Feel free to point out any perceived flaws in my ramblings! Thanks for reading!


2 thoughts on ““…Moses Supposes Erroneously”….??

  1. You said perceived flaws, so here goes… 😉

    An underlying assumption here seems to be that spiritual truth is different than actual truth. If God’s divinely inspired word isn’t actually true, what sort of true is it?

    If you really want to wrestle with this, you need to get a good book on both of the main views. What I offer below is just some general thoughts that inform my view.

    The folks who wrote the New Testament were writing history…and commentary on history. They held it out as an exclusive truth that others needed to know and that they themselves were willing to die for. They condemned those who taught “any other gospel”.

    They were convinced of the uniqueness and exclusiveness of the truth their writings contained. It was confrontational and unyielding and they were unwilling to fudge. Most were taught directly by Jesus. Paul is so sure of the divine origin of his writings that he feels the need to qualify when he’s stating his own opinion or practice. Jesus gives his stamp of approval to the entire OT, down to the smallest letter.

    There are many ways to interpret history (any history), some of them correct and some incorrect, but if the history itself is incorrect, the exercise is pointless. What actually occurred and the actual affects of it are foundational to any interpretation.
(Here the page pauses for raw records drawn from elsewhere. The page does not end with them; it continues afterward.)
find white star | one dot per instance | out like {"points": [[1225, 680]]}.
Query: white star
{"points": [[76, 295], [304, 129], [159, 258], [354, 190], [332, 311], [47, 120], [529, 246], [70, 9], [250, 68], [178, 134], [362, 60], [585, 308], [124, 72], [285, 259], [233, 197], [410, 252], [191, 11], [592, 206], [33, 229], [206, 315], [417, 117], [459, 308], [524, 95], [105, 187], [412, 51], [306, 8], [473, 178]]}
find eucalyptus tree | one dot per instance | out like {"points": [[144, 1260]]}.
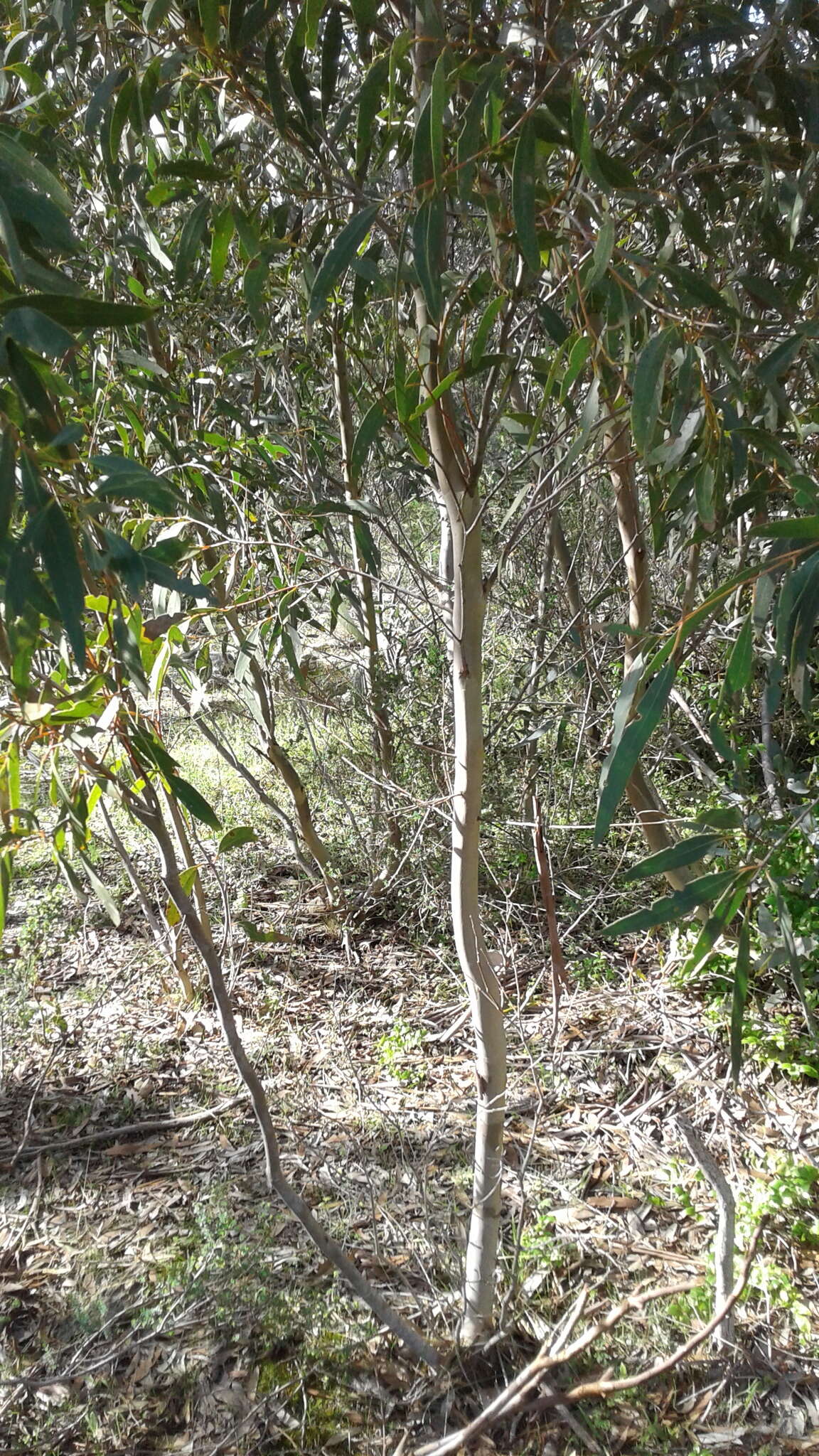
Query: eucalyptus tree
{"points": [[515, 254]]}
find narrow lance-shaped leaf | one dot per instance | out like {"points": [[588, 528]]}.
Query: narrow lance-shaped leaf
{"points": [[209, 19], [786, 926], [523, 203], [624, 757], [437, 107], [648, 389], [55, 542], [741, 660], [80, 314], [338, 258], [739, 995], [681, 903], [677, 857], [193, 800], [331, 53], [366, 434], [8, 481], [716, 925], [427, 251]]}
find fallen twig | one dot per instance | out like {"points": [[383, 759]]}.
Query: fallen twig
{"points": [[513, 1400], [548, 896], [104, 1135], [723, 1244]]}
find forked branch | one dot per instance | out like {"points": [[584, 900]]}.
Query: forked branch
{"points": [[515, 1400]]}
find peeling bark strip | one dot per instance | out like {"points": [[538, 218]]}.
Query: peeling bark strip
{"points": [[458, 491], [379, 712]]}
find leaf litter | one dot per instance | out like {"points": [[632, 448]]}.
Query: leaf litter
{"points": [[154, 1300]]}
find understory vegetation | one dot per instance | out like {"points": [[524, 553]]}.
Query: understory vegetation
{"points": [[408, 847]]}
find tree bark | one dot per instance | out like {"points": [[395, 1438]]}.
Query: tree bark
{"points": [[379, 714]]}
Personal application is another matter. It says, “this is true, so this is how it looks in my life.” Because people are unique and have unique experiences with God does not mean that truth is flexible.

    It is one thing to respect others’ right to have an opinion. It is another thing entirely to say that two mutually exclusive views are equally valid.

    Don’t mean to sound blunt or arrogant – just trying to write concisely. Hope it gives you something to weigh… 🙂

  2. Thanks Crystal! You don’t sound blunt or arrogant. 🙂 My questions aren’t so much surrounding the truth of scripture, but more the different ways people take it. I think some views are more valid than others, but I don’t feel qualified to say that one is correct and another incorrect (well – most of the time ;)). Many estalished theologies are well-supported. Your views, for example, are quite different from the views of one of my other commenters, but you’re both convicted, extremely well-read critical thinkers who have taken lots of time and energy to develop your perspectives. I just think that some of us have gleaned bits of truth others of us haven’t and some of us have mistakenly interpreted passages that others of us have understood. I’m not using my confusion as an excuse to stop searching, but it’s easy for me to get overwhelmed. I’m starting to think I’m probably always going to have a somewhat flexible stance. Any objective reads you could recommend? Thank you!!